Court Clips Distributing Pamplets on Homosexuality in Class

A cosmetology instructor’s distribution of pamphlets on the sinfulness of homosexuality is neither protected speech nor does the school’s prohibiting such distribution constitute prior restraint under the First Amendment.

The instructor sued Carl Sandburg College when her part-time contract was not renewed after someone reported that she gave a gay student two religious pamphlets and told that student to read the pamphlets and discuss them with her. After investigation, the college admonished the instructor and, when her contract came up for renewal, the college did not offer her a new contract. The trial court dismissed her case.

The Seventh Circuit noted that the First Amendment “protects the right of faculty members to engage in academic debates, pursuits, and inquiries and to discuss ideas.” However, such discussions are not without limits.

“Classroom or instruction speech, in short, is inevitably speech that is part of the instructor’s official duties, even though at the same time the instructor’s freedom to express her views on the assigned course is protected,” the court wrote in affirming the trial court’s decision.

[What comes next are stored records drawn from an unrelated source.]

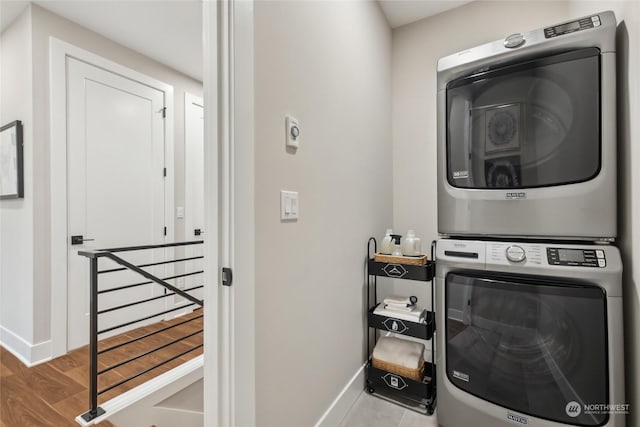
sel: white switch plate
[285,116,300,149]
[280,190,300,220]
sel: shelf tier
[367,360,435,401]
[368,306,436,340]
[369,258,436,282]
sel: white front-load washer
[436,239,629,427]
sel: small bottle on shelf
[380,228,393,255]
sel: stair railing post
[82,255,104,421]
[89,257,98,416]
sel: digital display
[558,249,584,262]
[556,21,580,33]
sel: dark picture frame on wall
[0,120,24,200]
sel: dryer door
[447,48,601,189]
[445,272,609,426]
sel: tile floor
[340,391,438,427]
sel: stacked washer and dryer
[436,12,625,427]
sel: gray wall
[0,8,34,352]
[254,1,393,427]
[1,5,202,361]
[569,1,640,426]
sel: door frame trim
[183,92,204,247]
[49,37,175,358]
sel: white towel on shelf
[382,295,418,307]
[372,337,424,369]
[373,304,427,323]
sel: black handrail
[78,240,204,422]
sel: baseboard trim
[0,326,52,368]
[314,363,366,427]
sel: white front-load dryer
[436,239,629,427]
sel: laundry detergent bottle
[380,228,393,255]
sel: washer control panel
[505,245,527,262]
[544,15,602,39]
[487,242,544,265]
[547,247,607,268]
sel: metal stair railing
[78,240,204,422]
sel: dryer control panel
[547,247,607,268]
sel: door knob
[71,235,95,245]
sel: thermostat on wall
[285,116,300,149]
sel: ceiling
[378,0,472,28]
[0,0,471,81]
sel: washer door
[445,273,609,426]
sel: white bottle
[402,230,422,256]
[380,228,393,255]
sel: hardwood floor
[0,310,203,427]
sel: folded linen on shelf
[373,304,427,323]
[371,337,424,369]
[384,304,416,313]
[382,295,418,307]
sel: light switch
[280,190,298,221]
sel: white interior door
[67,58,165,350]
[173,93,206,308]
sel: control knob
[506,245,527,262]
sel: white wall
[254,1,392,427]
[0,5,35,357]
[569,1,640,426]
[0,5,202,362]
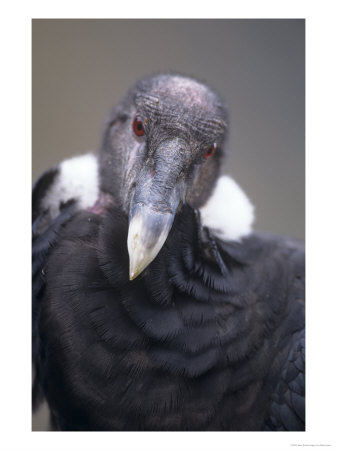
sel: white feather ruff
[43,153,99,217]
[43,153,254,241]
[200,175,255,241]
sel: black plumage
[33,75,305,431]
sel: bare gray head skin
[100,74,227,279]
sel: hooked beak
[128,204,174,280]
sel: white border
[0,0,337,450]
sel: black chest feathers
[36,209,304,430]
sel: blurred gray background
[32,19,305,430]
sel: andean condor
[32,74,304,431]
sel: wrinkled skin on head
[100,75,227,278]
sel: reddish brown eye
[132,116,145,136]
[204,142,216,159]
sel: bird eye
[132,116,145,136]
[204,142,216,159]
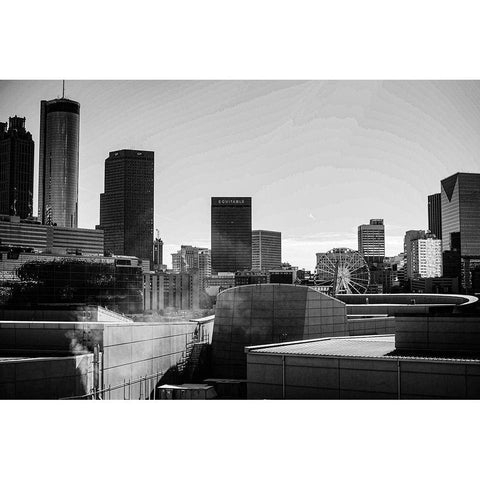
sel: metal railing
[61,328,210,400]
[61,371,163,400]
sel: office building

The appellate court found in this case that the instructor’s speech, “both verbal and through the pamphlets she put in Ruel’s pocket, was not related to her job of instructing students in cosmetology. Indeed, if it did anything, it inhibited her ability to perform that job by undermining her relationship with Ruel and other students who disagreed with or were offended by her expressions of her beliefs.” The record indicated that of eight student evaluations of the instructor’s performance, five spoke about the instructor’s emphasis on religion.

As to the issue of prior restraint, the court said: “[W]e see no reason why a college or university cannot direct its instructors to keep personal discussions about sexual orientation or religion out of a cosmetology class or clinic.”

Martha Louise Piggee v. Carl Sandburg College, Seventh Cir. No. 05-3228, September 19, 2006.